Monday, June 2, 2014
Honoring the Fallen
Due to several years of ongoing drought, I've had to cut down a couple dozen trees on our 2 acres of land since we moved in a couple years ago. This spring I had three more that failed to leaf out and a four others that had leaves on less than half the branches. So perhaps this fall, I will once again be cutting down more trees. With all these trees, I have been trying to come up with ways to utilize them so that their lives will not be in vain. I have more firewood than I will burn in the next ten years. I've tried selling some but with everyone else suffering from the same drought and dead trees, wood is dirt cheap. Because I don't own a splitter and have to rent one, I can't even recoup my cost of splitting it.
So with that in mind last fall, I saved an eight foot section of an oak tree that my brother and I cut down to perhaps use in other creative ways. I would have saved more but at the time I had the notion that I would cut planks out of it and being at the bottom of a steep hill, I wasn't sure I would get more than an eight foot section up and into my garage.
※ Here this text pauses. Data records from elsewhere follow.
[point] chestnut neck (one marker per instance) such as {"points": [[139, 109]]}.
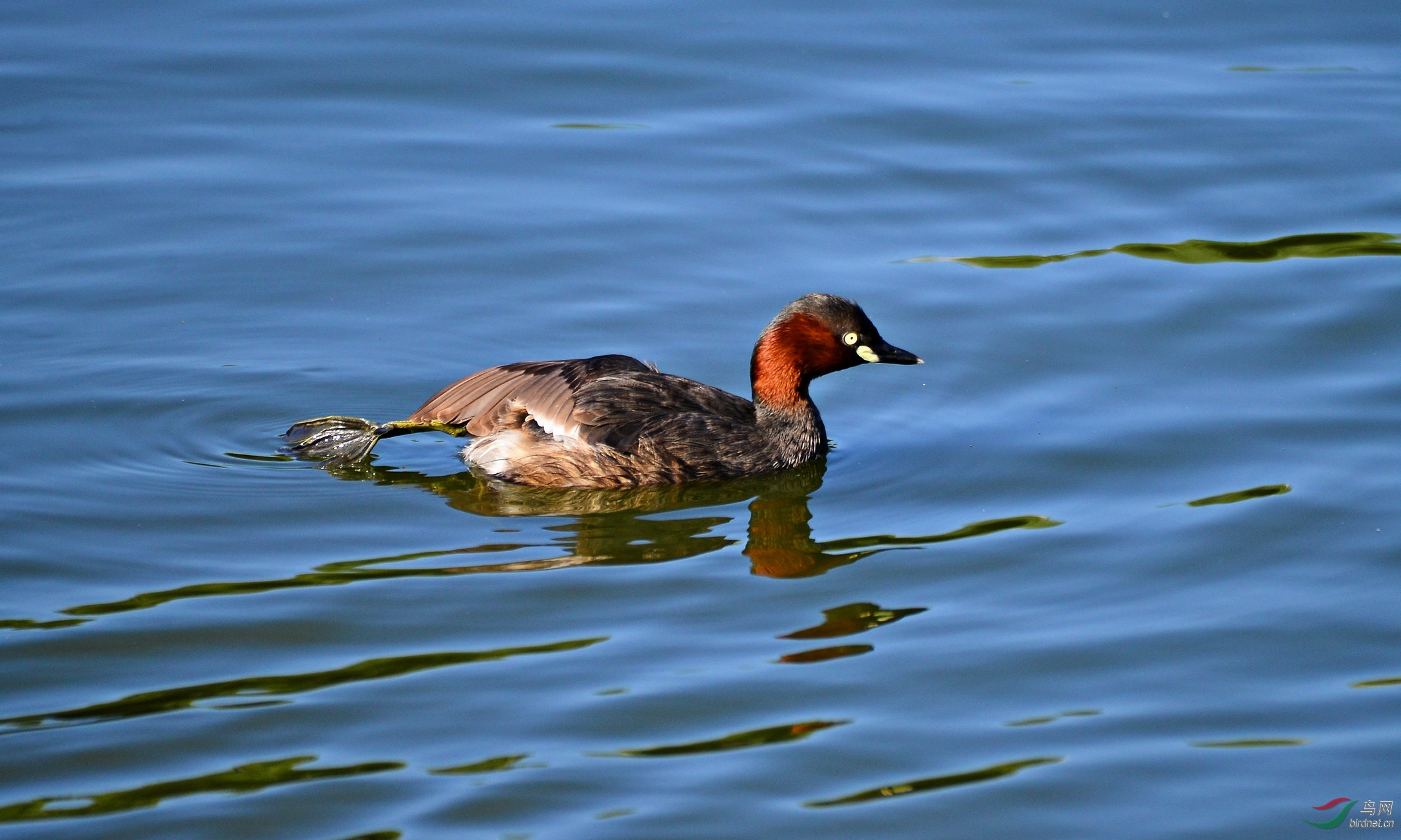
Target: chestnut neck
{"points": [[788, 357]]}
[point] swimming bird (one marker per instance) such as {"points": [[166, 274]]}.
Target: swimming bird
{"points": [[616, 422]]}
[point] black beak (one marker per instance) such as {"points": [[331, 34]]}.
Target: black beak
{"points": [[892, 355]]}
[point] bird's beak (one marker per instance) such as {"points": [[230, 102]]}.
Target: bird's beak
{"points": [[888, 355]]}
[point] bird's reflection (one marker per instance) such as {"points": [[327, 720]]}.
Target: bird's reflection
{"points": [[602, 528], [609, 527]]}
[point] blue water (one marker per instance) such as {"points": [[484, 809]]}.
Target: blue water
{"points": [[222, 219]]}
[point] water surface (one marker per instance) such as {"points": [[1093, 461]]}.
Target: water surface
{"points": [[1119, 562]]}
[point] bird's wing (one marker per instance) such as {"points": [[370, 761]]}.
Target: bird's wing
{"points": [[545, 389]]}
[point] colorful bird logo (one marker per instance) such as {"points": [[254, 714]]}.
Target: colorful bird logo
{"points": [[1337, 821]]}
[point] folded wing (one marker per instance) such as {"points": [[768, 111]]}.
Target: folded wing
{"points": [[605, 400]]}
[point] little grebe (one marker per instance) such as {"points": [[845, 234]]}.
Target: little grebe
{"points": [[616, 422]]}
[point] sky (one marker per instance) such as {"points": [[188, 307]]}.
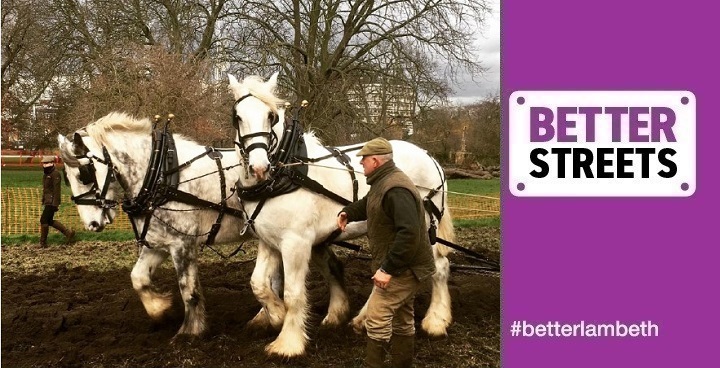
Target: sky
{"points": [[488, 43]]}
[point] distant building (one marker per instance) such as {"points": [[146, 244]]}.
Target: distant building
{"points": [[389, 105]]}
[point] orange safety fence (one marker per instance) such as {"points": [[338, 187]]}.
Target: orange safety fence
{"points": [[21, 210], [471, 206]]}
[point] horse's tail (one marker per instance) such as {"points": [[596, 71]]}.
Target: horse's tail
{"points": [[446, 230]]}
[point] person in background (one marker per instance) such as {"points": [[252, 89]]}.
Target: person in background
{"points": [[401, 254], [51, 201]]}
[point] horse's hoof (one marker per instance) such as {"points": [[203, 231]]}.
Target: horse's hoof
{"points": [[286, 350], [358, 325], [183, 338], [331, 321], [435, 327]]}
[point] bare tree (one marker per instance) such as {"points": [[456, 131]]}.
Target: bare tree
{"points": [[82, 49], [32, 54], [147, 81], [327, 47]]}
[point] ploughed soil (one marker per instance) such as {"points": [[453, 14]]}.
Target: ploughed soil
{"points": [[70, 306]]}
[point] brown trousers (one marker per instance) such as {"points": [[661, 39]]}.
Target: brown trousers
{"points": [[390, 310]]}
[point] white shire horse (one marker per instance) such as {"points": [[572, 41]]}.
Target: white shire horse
{"points": [[175, 228], [289, 225]]}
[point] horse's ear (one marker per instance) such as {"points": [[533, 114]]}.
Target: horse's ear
{"points": [[62, 141], [273, 80], [79, 146], [233, 81]]}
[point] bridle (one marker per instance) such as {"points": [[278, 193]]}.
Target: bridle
{"points": [[95, 196], [270, 135]]}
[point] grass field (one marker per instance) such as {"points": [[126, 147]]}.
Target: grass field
{"points": [[32, 178]]}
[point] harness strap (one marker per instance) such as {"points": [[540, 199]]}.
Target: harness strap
{"points": [[223, 202], [311, 184], [313, 160], [190, 161], [187, 198], [250, 222], [345, 160]]}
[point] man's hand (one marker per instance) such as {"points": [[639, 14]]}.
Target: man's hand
{"points": [[381, 279], [342, 220]]}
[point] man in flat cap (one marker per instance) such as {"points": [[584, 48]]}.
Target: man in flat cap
{"points": [[401, 254], [51, 201]]}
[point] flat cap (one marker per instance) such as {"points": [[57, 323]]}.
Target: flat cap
{"points": [[377, 146]]}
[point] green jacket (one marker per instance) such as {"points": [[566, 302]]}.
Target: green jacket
{"points": [[51, 188], [397, 232]]}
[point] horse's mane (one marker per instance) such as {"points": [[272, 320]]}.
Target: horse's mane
{"points": [[310, 138], [256, 86], [114, 122]]}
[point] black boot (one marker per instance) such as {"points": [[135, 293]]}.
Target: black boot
{"points": [[375, 353], [69, 233], [44, 229], [402, 351]]}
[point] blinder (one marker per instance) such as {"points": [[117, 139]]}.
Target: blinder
{"points": [[273, 117], [87, 177], [87, 173]]}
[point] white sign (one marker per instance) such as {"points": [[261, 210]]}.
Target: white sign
{"points": [[602, 143]]}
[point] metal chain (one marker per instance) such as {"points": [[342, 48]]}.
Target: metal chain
{"points": [[210, 173], [178, 231]]}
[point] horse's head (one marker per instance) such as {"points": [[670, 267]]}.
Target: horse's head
{"points": [[254, 115], [90, 177]]}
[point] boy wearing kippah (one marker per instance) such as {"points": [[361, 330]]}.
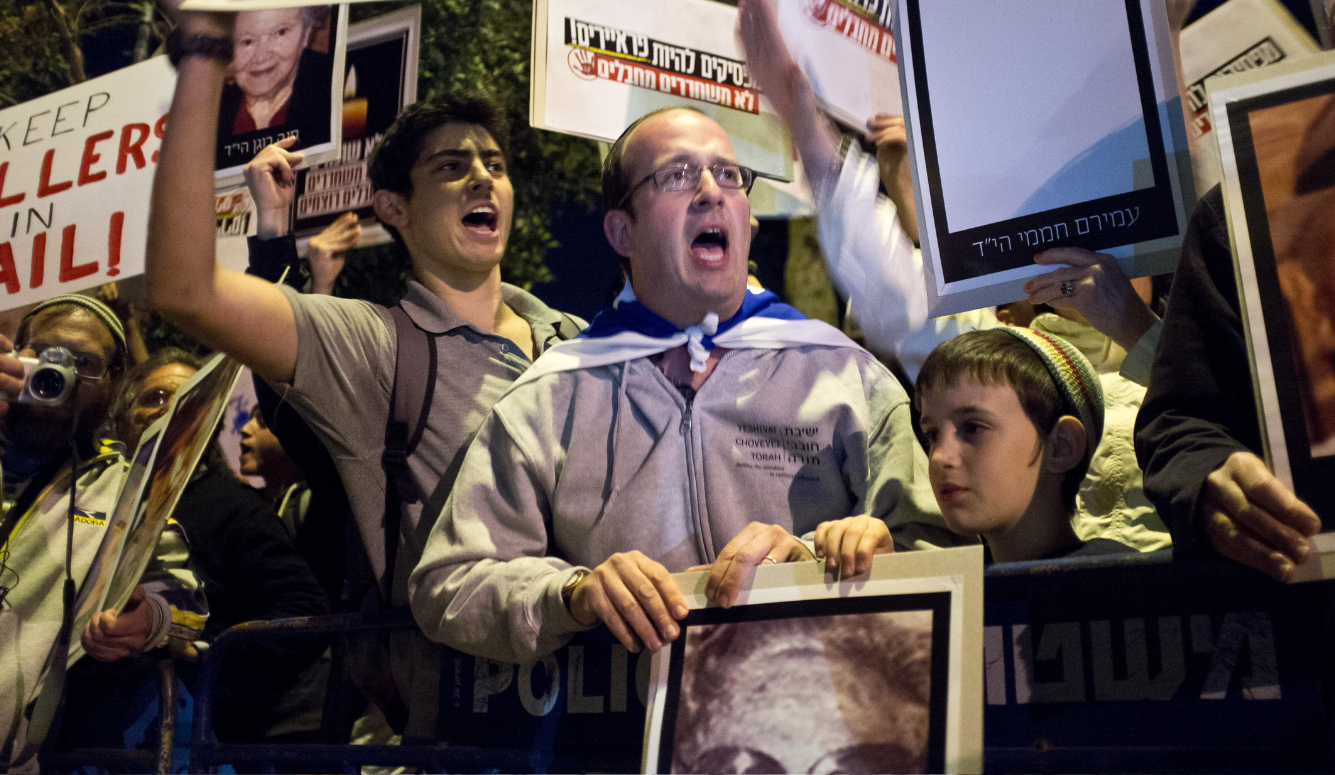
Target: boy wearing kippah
{"points": [[1011, 418]]}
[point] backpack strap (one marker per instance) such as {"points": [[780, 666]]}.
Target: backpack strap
{"points": [[410, 403], [569, 327]]}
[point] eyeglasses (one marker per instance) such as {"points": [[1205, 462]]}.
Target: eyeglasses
{"points": [[685, 176], [152, 399], [87, 364]]}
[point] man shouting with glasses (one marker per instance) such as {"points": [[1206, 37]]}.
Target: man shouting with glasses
{"points": [[694, 423]]}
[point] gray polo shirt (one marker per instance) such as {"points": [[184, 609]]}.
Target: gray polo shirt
{"points": [[345, 372]]}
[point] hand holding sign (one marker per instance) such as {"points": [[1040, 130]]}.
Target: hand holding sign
{"points": [[111, 636], [1251, 518], [849, 544], [198, 23], [273, 183], [634, 596], [756, 544], [327, 248], [1094, 286]]}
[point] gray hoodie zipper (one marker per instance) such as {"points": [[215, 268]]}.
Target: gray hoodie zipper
{"points": [[690, 482]]}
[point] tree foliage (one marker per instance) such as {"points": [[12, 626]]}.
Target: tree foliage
{"points": [[44, 40]]}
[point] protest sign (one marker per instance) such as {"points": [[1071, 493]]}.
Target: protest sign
{"points": [[1238, 36], [1276, 144], [379, 82], [76, 174], [601, 64], [180, 439], [847, 50], [285, 80], [234, 210], [807, 672], [1013, 156]]}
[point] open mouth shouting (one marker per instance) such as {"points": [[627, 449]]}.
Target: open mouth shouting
{"points": [[709, 248], [482, 220]]}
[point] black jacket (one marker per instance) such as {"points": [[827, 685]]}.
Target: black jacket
{"points": [[1199, 407], [251, 571]]}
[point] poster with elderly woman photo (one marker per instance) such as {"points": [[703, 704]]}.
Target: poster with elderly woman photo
{"points": [[286, 80], [809, 672]]}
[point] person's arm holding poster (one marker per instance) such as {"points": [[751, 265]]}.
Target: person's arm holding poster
{"points": [[240, 315], [869, 254]]}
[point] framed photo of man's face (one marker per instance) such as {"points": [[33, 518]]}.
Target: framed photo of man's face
{"points": [[286, 80], [1276, 143], [815, 674]]}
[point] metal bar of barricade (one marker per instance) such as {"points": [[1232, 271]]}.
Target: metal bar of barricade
{"points": [[166, 714], [160, 759], [206, 754]]}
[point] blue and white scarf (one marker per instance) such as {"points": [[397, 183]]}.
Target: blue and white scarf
{"points": [[629, 330]]}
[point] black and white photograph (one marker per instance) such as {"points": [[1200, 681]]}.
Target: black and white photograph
{"points": [[1279, 182], [283, 82], [1015, 156], [813, 674], [821, 694]]}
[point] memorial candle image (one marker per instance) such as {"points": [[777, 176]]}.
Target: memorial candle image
{"points": [[354, 108]]}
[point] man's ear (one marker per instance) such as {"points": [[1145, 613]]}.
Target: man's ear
{"points": [[1065, 447], [390, 207], [616, 226]]}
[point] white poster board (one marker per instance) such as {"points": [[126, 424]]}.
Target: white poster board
{"points": [[1238, 36], [76, 174], [1013, 156], [847, 52], [880, 672], [601, 64]]}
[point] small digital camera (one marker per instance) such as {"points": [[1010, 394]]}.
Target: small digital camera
{"points": [[50, 378]]}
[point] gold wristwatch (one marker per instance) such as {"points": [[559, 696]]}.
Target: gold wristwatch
{"points": [[568, 590]]}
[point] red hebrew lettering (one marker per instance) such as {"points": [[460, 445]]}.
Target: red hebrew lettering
{"points": [[68, 271], [7, 275], [11, 199], [90, 158], [38, 274], [44, 186], [131, 147], [118, 224]]}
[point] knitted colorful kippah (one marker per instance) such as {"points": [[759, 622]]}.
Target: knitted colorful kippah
{"points": [[99, 310], [1074, 376]]}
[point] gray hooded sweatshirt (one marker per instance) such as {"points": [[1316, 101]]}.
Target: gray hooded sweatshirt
{"points": [[573, 467]]}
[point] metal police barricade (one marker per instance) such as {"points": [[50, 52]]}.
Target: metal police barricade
{"points": [[1128, 663], [1135, 663]]}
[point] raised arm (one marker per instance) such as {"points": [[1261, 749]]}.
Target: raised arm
{"points": [[240, 315]]}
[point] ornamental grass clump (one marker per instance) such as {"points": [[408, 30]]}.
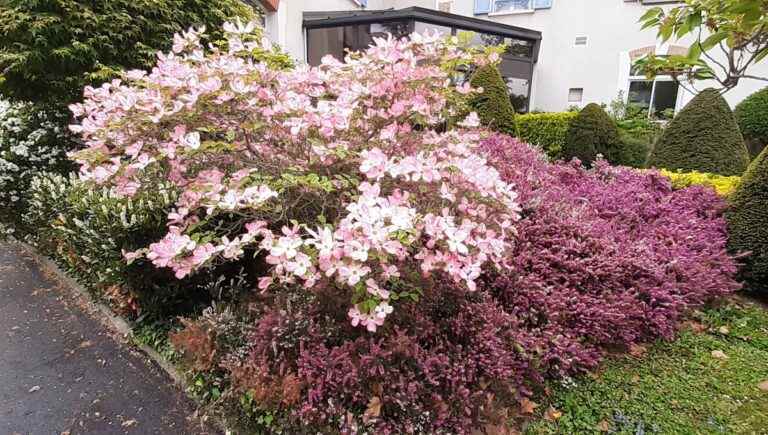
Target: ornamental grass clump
{"points": [[411, 278]]}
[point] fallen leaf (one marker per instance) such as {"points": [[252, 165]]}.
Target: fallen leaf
{"points": [[527, 405], [719, 354], [695, 326], [374, 409], [129, 423], [498, 429], [552, 414], [637, 350], [763, 386]]}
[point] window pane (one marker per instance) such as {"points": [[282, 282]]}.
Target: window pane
{"points": [[518, 93], [575, 95], [664, 98], [511, 5], [515, 47], [337, 41], [422, 27], [640, 93]]}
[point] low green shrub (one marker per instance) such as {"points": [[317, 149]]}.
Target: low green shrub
{"points": [[752, 116], [703, 137], [88, 230], [723, 185], [748, 222], [593, 132], [635, 150], [545, 130], [493, 105]]}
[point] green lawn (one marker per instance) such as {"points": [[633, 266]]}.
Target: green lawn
{"points": [[677, 387]]}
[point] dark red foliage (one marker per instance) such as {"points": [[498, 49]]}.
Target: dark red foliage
{"points": [[605, 258]]}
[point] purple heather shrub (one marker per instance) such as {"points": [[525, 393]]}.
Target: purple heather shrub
{"points": [[604, 258]]}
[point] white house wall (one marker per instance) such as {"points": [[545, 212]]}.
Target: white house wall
{"points": [[601, 67]]}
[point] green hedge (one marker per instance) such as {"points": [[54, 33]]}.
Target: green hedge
{"points": [[492, 105], [545, 130], [593, 132], [703, 137], [752, 116], [748, 222]]}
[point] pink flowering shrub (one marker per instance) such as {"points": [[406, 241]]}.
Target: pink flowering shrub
{"points": [[604, 259], [351, 192], [338, 176]]}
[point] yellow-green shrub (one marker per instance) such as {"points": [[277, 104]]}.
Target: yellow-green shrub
{"points": [[723, 185]]}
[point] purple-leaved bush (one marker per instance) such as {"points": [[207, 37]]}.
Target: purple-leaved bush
{"points": [[605, 258]]}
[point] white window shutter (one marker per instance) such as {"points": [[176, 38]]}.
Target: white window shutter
{"points": [[482, 7]]}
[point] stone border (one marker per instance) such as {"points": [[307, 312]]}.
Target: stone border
{"points": [[115, 322]]}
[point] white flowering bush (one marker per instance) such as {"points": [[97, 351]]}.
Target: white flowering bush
{"points": [[31, 141], [340, 176]]}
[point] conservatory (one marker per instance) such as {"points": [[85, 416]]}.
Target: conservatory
{"points": [[336, 33]]}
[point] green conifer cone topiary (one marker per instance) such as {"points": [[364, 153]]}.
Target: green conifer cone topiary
{"points": [[703, 137], [493, 105], [593, 132], [748, 222], [752, 116]]}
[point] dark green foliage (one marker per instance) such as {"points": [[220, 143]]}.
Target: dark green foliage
{"points": [[634, 150], [545, 130], [703, 137], [752, 116], [748, 222], [593, 132], [493, 105], [51, 49]]}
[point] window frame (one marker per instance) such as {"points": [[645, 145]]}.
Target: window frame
{"points": [[493, 11], [655, 81]]}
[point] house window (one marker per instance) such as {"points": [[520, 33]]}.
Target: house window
{"points": [[657, 97], [575, 95], [445, 5], [502, 6]]}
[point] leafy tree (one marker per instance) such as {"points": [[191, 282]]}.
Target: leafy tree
{"points": [[752, 116], [51, 49], [493, 105], [737, 28], [748, 222], [703, 137], [593, 132]]}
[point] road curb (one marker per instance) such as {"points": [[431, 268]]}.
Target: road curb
{"points": [[115, 322]]}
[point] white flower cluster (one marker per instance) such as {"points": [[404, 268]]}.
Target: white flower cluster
{"points": [[29, 143]]}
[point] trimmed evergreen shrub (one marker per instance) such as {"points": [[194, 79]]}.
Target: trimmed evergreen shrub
{"points": [[748, 222], [752, 116], [593, 132], [545, 130], [49, 50], [493, 105], [634, 150], [703, 137]]}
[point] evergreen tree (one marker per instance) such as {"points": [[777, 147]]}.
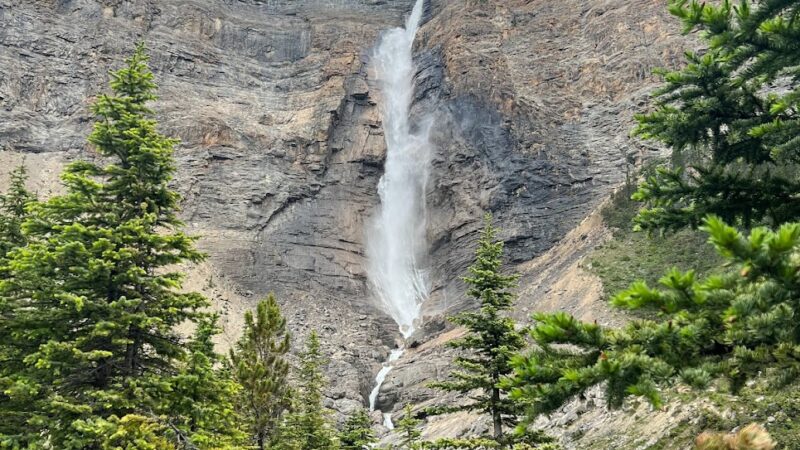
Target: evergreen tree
{"points": [[491, 337], [13, 211], [408, 428], [91, 301], [357, 433], [15, 395], [734, 139], [201, 405], [731, 327], [260, 366], [307, 425]]}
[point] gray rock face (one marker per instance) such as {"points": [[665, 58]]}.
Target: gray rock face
{"points": [[282, 143]]}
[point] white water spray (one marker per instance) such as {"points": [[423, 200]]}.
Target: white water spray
{"points": [[396, 242]]}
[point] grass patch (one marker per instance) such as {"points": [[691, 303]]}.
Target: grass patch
{"points": [[630, 256]]}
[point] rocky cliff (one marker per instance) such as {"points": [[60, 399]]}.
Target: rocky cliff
{"points": [[282, 145]]}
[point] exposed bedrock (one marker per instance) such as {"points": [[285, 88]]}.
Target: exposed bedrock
{"points": [[282, 142]]}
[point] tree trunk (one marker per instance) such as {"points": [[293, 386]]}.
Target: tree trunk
{"points": [[496, 419]]}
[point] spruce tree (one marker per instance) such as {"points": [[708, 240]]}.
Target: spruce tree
{"points": [[307, 425], [357, 433], [259, 364], [729, 327], [201, 408], [91, 301], [13, 212], [733, 137], [491, 338], [408, 428]]}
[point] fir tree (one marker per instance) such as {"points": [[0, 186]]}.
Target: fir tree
{"points": [[13, 212], [734, 140], [732, 327], [201, 406], [91, 301], [15, 393], [357, 433], [491, 337], [260, 366], [408, 428], [307, 425]]}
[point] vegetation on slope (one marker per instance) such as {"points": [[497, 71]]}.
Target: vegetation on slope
{"points": [[645, 256]]}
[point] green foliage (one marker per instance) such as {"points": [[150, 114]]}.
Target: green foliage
{"points": [[90, 304], [734, 139], [751, 437], [630, 256], [491, 337], [201, 409], [408, 429], [307, 425], [14, 393], [356, 433], [260, 366], [483, 444], [731, 326], [13, 212]]}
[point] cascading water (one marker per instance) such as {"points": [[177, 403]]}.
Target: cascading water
{"points": [[396, 241]]}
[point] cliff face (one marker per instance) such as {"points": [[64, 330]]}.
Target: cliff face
{"points": [[282, 145]]}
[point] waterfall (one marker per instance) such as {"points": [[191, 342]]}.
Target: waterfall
{"points": [[396, 239]]}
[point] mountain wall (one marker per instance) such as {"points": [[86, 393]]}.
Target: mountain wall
{"points": [[282, 144]]}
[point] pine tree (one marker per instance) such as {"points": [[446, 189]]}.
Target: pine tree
{"points": [[13, 212], [91, 301], [307, 425], [729, 327], [408, 428], [201, 406], [357, 433], [260, 366], [491, 337], [15, 392], [734, 140]]}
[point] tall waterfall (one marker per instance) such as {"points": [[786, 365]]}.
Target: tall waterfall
{"points": [[396, 240]]}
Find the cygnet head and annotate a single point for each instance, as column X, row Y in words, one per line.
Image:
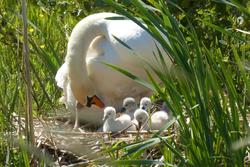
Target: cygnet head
column 141, row 117
column 145, row 103
column 109, row 112
column 129, row 104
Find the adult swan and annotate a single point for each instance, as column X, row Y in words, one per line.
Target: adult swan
column 84, row 77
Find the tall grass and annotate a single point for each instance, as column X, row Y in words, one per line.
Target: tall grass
column 201, row 87
column 205, row 86
column 49, row 25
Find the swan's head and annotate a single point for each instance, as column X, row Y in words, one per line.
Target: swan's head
column 129, row 104
column 145, row 103
column 109, row 112
column 95, row 100
column 141, row 117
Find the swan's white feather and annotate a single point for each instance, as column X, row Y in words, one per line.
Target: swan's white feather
column 91, row 43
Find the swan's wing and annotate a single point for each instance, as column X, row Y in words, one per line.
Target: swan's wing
column 62, row 76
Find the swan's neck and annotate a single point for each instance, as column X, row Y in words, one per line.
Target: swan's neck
column 82, row 36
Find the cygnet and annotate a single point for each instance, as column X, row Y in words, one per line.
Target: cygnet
column 145, row 104
column 113, row 124
column 141, row 116
column 159, row 118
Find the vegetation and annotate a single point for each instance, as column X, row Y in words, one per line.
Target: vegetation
column 209, row 44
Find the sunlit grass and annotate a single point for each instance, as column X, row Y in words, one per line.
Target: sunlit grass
column 210, row 85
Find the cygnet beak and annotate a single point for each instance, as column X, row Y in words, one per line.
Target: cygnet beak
column 123, row 109
column 139, row 125
column 104, row 117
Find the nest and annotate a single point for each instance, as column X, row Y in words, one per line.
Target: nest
column 60, row 145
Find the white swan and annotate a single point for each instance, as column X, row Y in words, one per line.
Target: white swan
column 159, row 118
column 113, row 124
column 93, row 41
column 129, row 106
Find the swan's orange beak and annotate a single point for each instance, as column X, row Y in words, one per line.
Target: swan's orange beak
column 96, row 101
I ended up cutting that piece in half, rolling it onto a dolly and dragging the dolly up the hill with a rope, repeating with the second half and that my friends, was all I could physically do for about a week until my body muscles healed back up again.
I let the wood sit out by the firepit for awhile and contemplated how I was going to utilize it. In the end, I thought I would start by squaring off the pieces by removing the bark. I did that and then started to cut one of my squared pieces into planks that I thought I might make into something someday. I did but the planks were just about unusable. Cutting a straight line with a chainsaw freehand turned out to be much more difficult than I ever imagined. By the time I cut the wood out, planed it flat and then laid it away to dry, I ended up wasting much of the wood. Later when the wood was dry, it had warped so bad that to make it flat I again had to plane it flat wasting even more wood. By the time I was done, I didn't have much left over though I've used some of it here and there for small projects, the rest is still waiting for a calling. If I ever try this again, I'm buying one of those guides that you can clamp to the bar of the chainsaw to cut straight lines to begin with and hopefully avoid this process in the future.
I still had the second half of the oak log to deal with and in the end, I just cut it into two squarish pieces and put it in the garage to dry. You can see those two pieces in the picture above. They dried all winter and as you can see checked in the process. I could perhaps square off one side and cut them into small boards after ripping out the checked parts but I decided that I wanted to honor the tree by keeping the grain intact as much as possible. So I pulled out my power hand planer and started flattening out the sides. I then sanded everything down and stained it. It is now serving as a plant stand to help another plant enjoy life near a window. It turned out so well that I think I will repeat the process with the remaining chunk. Each chunk probably weighs around 60 or 70 pounds so once set in place, they aren't going anywhere.